Design and Methodology

PSID employs a genealogical design that follows original sample families and their descendants, enabling analyses across cohorts such as the Silent Generation, Baby Boomers, Generation X, and Millennials. Survey instruments incorporate modules aligned with measures used by studies from Organisation for Economic Co-operation and Development, Eurostat, World Health Organization, and the OECD. Fieldwork and data collection methods have been coordinated with contractors like Westat, NORC at the University of Chicago, and GfK. Analytical techniques developed with PSID data draw on methods from researchers linked to NBER working papers and textbooks by scholars associated with MIT Press, Princeton University Press, and Oxford University Press.

Major Findings and Contributions

Findings from PSID underpin influential results on intergenerational mobility cited by scholars at Harvard University, Stanford University, University of Chicago, Massachusetts Institute of Technology, and Columbia University. Research using PSID informs debates addressed in reports from the Brookings Institution, Urban Institute, Economic Policy Institute, Joint Center for Housing Studies of Harvard University, and Pew Research Center. PSID-based studies have illuminated patterns relevant to programs administered by the Social Security Administration, Medicare, Medicaid, Supplemental Nutrition Assistance Program, and Head Start evaluations.
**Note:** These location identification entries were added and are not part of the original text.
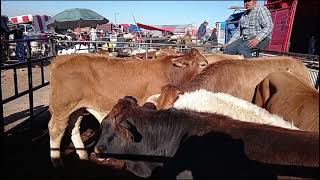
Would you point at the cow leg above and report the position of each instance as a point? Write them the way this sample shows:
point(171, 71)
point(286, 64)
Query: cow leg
point(76, 138)
point(56, 128)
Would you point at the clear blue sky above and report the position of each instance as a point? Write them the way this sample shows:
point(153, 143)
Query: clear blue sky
point(148, 12)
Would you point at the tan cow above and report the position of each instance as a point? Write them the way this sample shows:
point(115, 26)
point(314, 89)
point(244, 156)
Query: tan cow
point(95, 83)
point(215, 57)
point(288, 96)
point(211, 58)
point(167, 51)
point(237, 78)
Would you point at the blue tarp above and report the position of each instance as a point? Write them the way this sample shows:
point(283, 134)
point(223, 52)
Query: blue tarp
point(232, 25)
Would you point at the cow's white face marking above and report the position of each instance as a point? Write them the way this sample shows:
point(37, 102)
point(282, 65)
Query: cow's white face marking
point(97, 114)
point(153, 99)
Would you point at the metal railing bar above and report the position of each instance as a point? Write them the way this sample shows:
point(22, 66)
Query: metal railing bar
point(42, 72)
point(15, 80)
point(5, 67)
point(4, 101)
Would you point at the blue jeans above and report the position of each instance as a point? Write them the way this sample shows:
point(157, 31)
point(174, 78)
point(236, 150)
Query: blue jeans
point(240, 47)
point(20, 51)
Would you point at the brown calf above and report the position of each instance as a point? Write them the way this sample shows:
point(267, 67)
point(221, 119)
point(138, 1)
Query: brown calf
point(237, 78)
point(95, 83)
point(210, 145)
point(290, 97)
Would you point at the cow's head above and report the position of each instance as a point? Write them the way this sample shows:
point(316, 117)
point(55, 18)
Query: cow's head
point(186, 67)
point(169, 94)
point(121, 136)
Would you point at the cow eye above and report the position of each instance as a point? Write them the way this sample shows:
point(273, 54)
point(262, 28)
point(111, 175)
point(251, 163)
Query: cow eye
point(203, 65)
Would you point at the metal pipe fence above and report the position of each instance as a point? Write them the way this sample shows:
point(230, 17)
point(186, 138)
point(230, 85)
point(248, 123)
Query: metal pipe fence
point(27, 61)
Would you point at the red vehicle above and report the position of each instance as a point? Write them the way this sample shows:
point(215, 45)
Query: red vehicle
point(295, 27)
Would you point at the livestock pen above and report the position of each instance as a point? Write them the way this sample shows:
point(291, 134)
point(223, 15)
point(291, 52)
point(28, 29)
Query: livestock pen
point(26, 146)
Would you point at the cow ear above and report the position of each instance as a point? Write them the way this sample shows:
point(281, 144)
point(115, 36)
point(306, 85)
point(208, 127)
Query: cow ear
point(130, 130)
point(139, 168)
point(131, 99)
point(180, 61)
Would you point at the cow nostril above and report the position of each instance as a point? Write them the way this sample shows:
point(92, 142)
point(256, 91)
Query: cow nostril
point(98, 149)
point(203, 65)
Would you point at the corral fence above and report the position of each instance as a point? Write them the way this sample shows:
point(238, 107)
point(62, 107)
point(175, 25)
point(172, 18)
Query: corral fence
point(29, 58)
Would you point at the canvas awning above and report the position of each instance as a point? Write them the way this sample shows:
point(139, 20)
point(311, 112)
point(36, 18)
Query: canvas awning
point(148, 27)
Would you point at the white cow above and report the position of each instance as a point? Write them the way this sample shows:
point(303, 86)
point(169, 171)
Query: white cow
point(225, 104)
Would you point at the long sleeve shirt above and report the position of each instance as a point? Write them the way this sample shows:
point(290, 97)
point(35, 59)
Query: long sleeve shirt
point(257, 23)
point(201, 31)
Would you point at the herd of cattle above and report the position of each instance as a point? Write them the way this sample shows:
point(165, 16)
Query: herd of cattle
point(217, 116)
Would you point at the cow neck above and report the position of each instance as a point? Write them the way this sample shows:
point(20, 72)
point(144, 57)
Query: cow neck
point(267, 144)
point(178, 75)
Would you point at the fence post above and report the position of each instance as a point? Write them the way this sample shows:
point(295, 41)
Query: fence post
point(30, 79)
point(52, 47)
point(1, 114)
point(146, 51)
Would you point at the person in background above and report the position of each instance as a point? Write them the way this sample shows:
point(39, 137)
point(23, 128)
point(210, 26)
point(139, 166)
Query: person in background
point(202, 32)
point(253, 32)
point(93, 37)
point(213, 39)
point(20, 50)
point(107, 36)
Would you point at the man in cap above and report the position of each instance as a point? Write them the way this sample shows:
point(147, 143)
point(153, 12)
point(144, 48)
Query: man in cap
point(253, 32)
point(202, 31)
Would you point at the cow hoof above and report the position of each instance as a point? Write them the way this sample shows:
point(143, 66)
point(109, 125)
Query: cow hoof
point(84, 156)
point(57, 163)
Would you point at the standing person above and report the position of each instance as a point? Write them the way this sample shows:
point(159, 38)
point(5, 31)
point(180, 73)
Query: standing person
point(213, 39)
point(202, 31)
point(93, 37)
point(254, 30)
point(18, 35)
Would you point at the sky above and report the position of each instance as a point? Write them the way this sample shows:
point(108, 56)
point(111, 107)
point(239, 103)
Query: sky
point(147, 12)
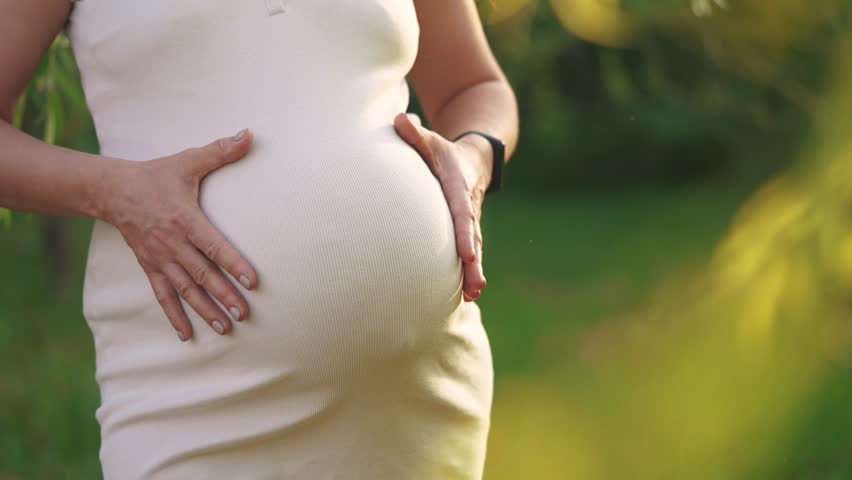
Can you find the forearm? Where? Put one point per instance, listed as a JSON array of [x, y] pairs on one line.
[[42, 178], [488, 106]]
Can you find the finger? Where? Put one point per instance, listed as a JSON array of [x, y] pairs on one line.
[[197, 298], [464, 219], [220, 152], [471, 280], [209, 240], [415, 118], [477, 241], [208, 276], [168, 299], [415, 136]]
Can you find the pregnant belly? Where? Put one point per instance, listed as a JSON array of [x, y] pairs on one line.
[[354, 247]]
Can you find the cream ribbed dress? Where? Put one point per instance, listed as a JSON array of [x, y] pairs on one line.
[[360, 359]]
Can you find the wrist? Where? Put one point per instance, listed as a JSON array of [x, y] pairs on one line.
[[109, 176], [480, 152]]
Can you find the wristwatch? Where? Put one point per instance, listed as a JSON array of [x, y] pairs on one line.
[[499, 150]]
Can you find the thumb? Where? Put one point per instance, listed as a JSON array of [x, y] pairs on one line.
[[413, 134], [223, 151]]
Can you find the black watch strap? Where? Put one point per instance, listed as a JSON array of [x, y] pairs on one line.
[[499, 150]]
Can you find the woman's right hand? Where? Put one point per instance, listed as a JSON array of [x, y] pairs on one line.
[[154, 204]]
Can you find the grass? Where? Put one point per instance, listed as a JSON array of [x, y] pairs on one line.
[[555, 267]]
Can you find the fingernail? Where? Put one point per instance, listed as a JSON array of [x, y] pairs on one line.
[[219, 327], [239, 136]]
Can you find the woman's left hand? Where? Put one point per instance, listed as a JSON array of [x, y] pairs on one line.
[[464, 173]]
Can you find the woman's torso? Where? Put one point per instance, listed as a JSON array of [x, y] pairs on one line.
[[346, 226]]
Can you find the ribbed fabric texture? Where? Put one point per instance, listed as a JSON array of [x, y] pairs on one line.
[[360, 359]]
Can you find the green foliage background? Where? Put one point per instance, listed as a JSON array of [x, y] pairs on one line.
[[668, 267]]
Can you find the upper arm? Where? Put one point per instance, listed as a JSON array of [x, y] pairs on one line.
[[27, 28], [453, 52]]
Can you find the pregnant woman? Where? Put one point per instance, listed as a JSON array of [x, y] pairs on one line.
[[281, 278]]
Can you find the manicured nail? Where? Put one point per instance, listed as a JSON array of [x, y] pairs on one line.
[[239, 136], [219, 327]]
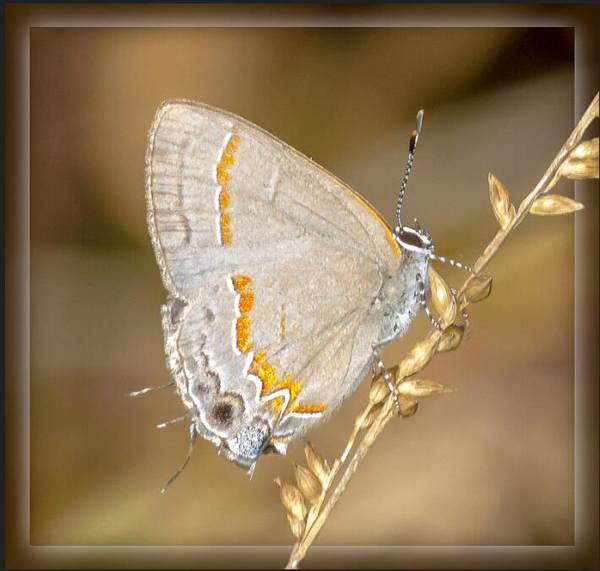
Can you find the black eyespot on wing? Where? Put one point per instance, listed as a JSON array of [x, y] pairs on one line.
[[226, 409], [223, 412]]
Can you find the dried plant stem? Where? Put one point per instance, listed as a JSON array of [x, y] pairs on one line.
[[330, 498]]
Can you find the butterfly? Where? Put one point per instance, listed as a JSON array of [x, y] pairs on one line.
[[282, 282]]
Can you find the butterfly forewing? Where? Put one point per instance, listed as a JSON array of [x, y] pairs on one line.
[[272, 266]]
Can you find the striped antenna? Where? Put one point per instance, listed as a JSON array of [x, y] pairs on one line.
[[452, 263], [414, 139]]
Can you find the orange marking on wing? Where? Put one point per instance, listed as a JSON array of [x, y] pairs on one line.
[[260, 366], [242, 333], [268, 376], [224, 178], [226, 235], [308, 408], [224, 200], [246, 302]]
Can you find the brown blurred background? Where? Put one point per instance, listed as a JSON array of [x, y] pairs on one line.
[[491, 464]]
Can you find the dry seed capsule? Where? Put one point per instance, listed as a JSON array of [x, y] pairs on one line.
[[478, 289], [307, 483], [418, 357], [452, 338], [317, 464], [293, 501], [297, 526]]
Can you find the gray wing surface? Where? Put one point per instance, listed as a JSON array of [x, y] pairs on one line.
[[274, 257]]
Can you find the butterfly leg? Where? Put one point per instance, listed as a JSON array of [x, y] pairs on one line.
[[174, 421], [423, 302], [379, 369], [181, 468], [463, 313]]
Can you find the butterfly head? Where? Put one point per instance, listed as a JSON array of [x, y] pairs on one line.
[[414, 239]]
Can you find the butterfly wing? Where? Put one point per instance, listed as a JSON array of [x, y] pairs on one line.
[[272, 266]]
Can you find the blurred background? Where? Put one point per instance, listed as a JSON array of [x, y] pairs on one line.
[[491, 464]]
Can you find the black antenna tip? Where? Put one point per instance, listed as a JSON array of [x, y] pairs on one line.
[[420, 121], [414, 136]]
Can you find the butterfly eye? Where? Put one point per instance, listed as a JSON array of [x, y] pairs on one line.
[[411, 239]]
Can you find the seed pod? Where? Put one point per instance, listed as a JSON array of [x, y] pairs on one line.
[[317, 464], [307, 483], [442, 298], [292, 500], [500, 199], [553, 205], [408, 405], [418, 357], [297, 526], [479, 288], [583, 161], [451, 338], [378, 391], [370, 417], [423, 388]]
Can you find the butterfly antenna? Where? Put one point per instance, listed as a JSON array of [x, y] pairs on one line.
[[174, 421], [452, 263], [150, 389], [414, 139], [181, 468]]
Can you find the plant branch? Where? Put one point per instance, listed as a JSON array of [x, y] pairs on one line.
[[329, 498]]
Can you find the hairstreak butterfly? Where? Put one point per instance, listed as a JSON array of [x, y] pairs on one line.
[[282, 282]]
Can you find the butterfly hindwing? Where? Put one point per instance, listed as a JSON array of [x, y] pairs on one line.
[[271, 264]]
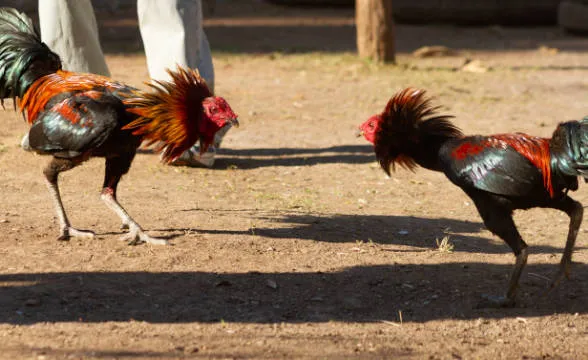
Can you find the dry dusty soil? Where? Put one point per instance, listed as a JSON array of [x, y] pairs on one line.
[[296, 245]]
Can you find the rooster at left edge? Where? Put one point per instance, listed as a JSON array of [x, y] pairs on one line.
[[76, 116]]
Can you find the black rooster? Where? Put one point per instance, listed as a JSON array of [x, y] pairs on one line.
[[500, 173]]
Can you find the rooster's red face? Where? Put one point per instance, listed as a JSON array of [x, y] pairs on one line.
[[217, 114], [370, 128]]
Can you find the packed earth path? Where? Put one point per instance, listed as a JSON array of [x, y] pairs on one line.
[[296, 244]]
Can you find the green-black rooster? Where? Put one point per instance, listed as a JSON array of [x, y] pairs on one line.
[[76, 116], [500, 173]]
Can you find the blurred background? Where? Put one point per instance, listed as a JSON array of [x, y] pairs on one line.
[[291, 26]]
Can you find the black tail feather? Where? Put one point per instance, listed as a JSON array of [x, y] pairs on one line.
[[23, 57]]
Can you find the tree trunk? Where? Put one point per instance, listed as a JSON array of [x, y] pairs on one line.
[[375, 29]]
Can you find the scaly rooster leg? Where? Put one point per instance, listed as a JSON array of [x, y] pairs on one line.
[[115, 168], [51, 173], [499, 220], [136, 234], [575, 211]]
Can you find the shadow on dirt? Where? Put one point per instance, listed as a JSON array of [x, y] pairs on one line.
[[358, 294], [410, 231], [271, 157]]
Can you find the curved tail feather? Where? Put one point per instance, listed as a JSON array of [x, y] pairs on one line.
[[23, 57]]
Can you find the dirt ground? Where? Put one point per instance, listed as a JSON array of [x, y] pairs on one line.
[[296, 245]]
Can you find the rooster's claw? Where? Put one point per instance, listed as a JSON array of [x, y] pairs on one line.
[[137, 236], [70, 232]]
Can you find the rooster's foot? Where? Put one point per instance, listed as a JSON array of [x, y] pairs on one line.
[[69, 232], [493, 301], [564, 271], [136, 236]]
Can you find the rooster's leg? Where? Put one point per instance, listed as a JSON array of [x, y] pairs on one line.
[[575, 211], [115, 168], [51, 172], [499, 220]]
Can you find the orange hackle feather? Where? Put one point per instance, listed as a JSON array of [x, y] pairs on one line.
[[407, 116], [535, 149], [171, 112], [48, 86]]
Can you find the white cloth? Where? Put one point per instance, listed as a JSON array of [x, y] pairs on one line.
[[69, 28], [171, 31], [172, 35]]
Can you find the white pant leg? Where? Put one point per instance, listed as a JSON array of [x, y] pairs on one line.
[[172, 35], [69, 28]]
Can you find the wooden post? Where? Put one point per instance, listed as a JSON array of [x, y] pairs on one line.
[[375, 29]]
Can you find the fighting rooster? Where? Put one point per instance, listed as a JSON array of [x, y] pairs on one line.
[[75, 116], [500, 173]]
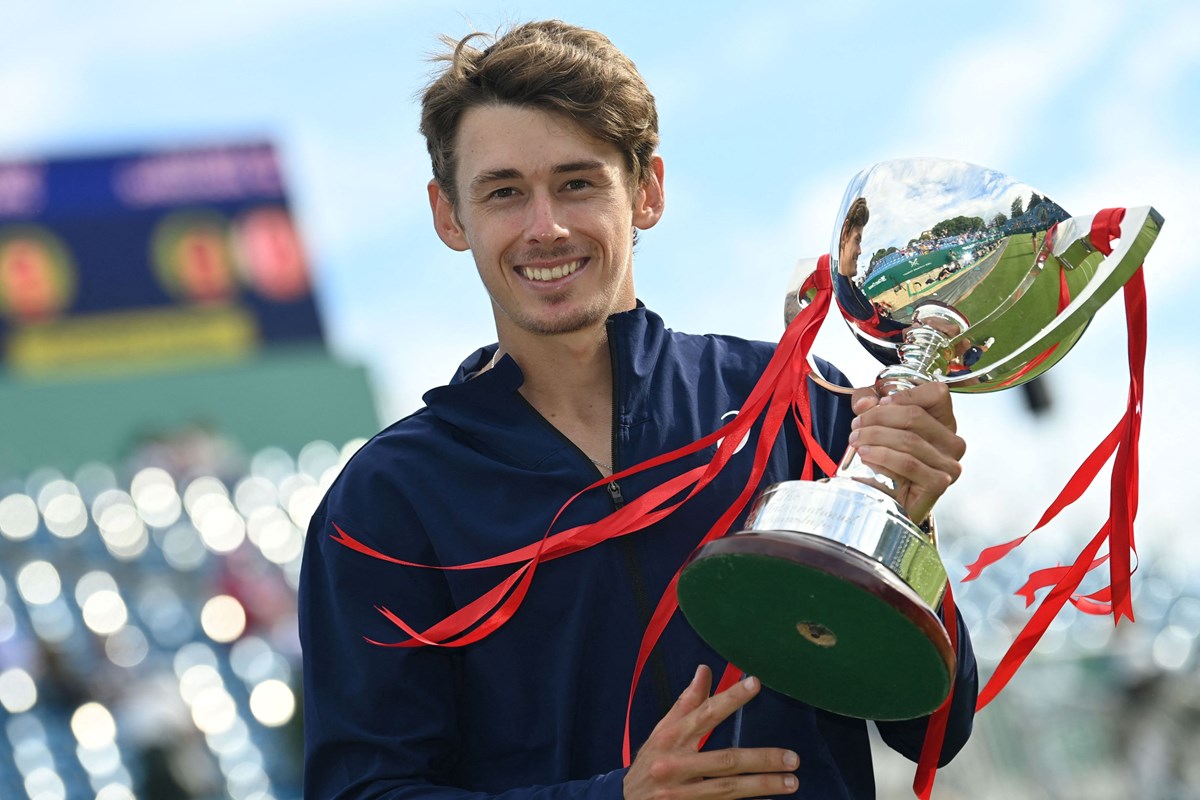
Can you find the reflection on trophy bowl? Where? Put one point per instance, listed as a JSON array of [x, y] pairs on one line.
[[975, 280]]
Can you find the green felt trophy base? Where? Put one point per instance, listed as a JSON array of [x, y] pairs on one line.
[[821, 623]]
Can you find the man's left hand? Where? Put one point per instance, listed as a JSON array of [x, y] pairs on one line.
[[911, 437]]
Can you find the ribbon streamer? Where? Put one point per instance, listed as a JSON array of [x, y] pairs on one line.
[[1117, 530]]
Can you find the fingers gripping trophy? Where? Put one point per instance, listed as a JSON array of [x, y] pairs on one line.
[[946, 271]]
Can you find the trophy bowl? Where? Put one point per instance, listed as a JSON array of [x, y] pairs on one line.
[[945, 271]]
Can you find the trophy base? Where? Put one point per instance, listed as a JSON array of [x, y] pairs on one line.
[[821, 620]]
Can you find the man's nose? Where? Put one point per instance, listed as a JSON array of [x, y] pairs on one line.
[[545, 222]]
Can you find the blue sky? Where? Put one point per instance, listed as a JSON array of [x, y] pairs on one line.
[[768, 109]]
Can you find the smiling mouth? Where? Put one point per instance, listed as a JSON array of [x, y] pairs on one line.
[[550, 272]]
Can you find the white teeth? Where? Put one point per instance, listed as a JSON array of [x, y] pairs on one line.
[[550, 274]]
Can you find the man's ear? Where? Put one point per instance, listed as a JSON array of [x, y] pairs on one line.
[[649, 198], [445, 221]]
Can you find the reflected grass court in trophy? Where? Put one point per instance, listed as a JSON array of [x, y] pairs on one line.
[[946, 271]]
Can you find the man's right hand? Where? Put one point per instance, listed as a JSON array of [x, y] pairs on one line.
[[671, 765]]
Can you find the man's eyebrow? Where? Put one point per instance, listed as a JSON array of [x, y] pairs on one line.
[[579, 166], [510, 174], [493, 175]]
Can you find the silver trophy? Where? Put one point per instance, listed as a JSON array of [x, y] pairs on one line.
[[945, 271]]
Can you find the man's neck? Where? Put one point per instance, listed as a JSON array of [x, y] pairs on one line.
[[568, 379]]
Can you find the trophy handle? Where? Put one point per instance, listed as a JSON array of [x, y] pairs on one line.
[[1139, 228]]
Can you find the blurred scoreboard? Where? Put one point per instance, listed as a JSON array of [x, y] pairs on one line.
[[149, 260]]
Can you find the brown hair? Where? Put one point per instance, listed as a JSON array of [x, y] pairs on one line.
[[856, 216], [546, 65]]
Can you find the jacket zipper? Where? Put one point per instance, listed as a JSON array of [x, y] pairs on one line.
[[657, 667], [613, 486]]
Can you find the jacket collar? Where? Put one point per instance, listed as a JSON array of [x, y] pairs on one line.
[[490, 408]]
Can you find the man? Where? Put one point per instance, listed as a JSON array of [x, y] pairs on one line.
[[544, 150]]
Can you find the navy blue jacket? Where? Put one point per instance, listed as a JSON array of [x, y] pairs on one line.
[[537, 710]]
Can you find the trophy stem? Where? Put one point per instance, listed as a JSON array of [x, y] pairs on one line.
[[927, 350]]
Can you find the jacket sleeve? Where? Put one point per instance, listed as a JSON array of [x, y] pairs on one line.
[[383, 722], [907, 737]]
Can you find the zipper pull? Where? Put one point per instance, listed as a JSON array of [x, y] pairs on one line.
[[615, 493]]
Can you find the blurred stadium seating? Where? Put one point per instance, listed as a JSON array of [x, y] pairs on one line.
[[148, 638]]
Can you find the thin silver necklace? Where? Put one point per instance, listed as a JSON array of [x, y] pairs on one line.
[[594, 461]]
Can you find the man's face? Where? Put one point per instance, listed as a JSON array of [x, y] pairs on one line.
[[851, 248], [547, 211]]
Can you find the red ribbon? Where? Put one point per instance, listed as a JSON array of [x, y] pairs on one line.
[[1117, 530], [935, 734]]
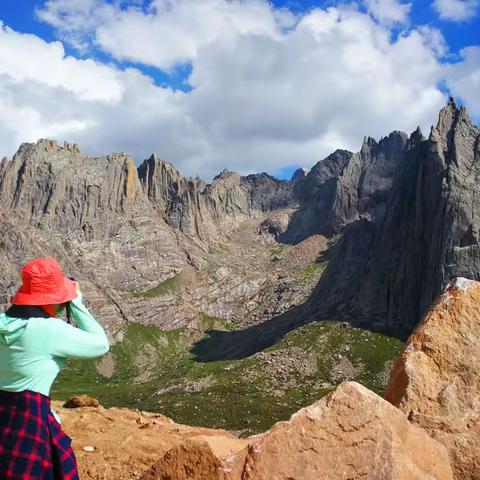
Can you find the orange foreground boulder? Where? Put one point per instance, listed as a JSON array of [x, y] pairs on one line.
[[436, 381], [350, 434]]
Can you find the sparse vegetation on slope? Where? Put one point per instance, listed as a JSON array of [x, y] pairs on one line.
[[155, 370]]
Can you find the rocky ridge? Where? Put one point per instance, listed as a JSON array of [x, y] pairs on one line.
[[392, 262], [350, 433], [125, 231]]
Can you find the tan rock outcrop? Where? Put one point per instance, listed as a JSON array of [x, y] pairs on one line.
[[81, 401], [350, 434], [202, 458], [126, 443], [436, 380]]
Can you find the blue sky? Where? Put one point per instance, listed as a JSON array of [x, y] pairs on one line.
[[216, 84]]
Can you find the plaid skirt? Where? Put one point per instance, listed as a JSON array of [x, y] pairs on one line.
[[32, 443]]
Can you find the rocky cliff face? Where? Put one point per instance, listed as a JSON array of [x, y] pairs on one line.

Health and mortality analyses tie to work by investigators at the Centers for Disease Control and Prevention, National Institutes of Health, Johns Hopkins Bloomberg School of Public Health, Harvard T.H. Chan School of Public Health, and Columbia Mailman School of Public Health.

Data Access and Usage

Researchers access PSID data via repositories and archives administered by the Institute for Social Research at University of Michigan and data distribution partners like the Inter-university Consortium for Political and Social Research and the National Archive of Criminal Justice Data. Restricted geocode and administrative linkages require agreements with agencies such as the Census Bureau, Internal Revenue Service, and Social Security Administration. Numerous scholars at Princeton University, Yale University, University of Michigan, University of Pennsylvania, and Brown University use PSID for dissertations, monographs, and articles published by presses including Cambridge University Press and Oxford University Press.

Criticisms and Limitations

Critiques of PSID raised by academics at University of Chicago, Columbia University, Stanford University, Harvard University, and Duke University focus on sample attrition, representativeness relative to surveys like the Current Population Survey and American Community Survey, and measurement error compared with administrative records from the Internal Revenue Service and Social Security Administration. Methodological discussions in journals associated with the American Sociological Review, Journal of Political Economy, American Economic Review, Demography, and Journal of Econometrics debate weighting, imputation, and panel conditioning. Ethical and confidentiality concerns have involved institutional review boards at University of Michigan, Johns Hopkins University, and Princeton University and data enclaves operated by the National Institutes of Health and ICPSR.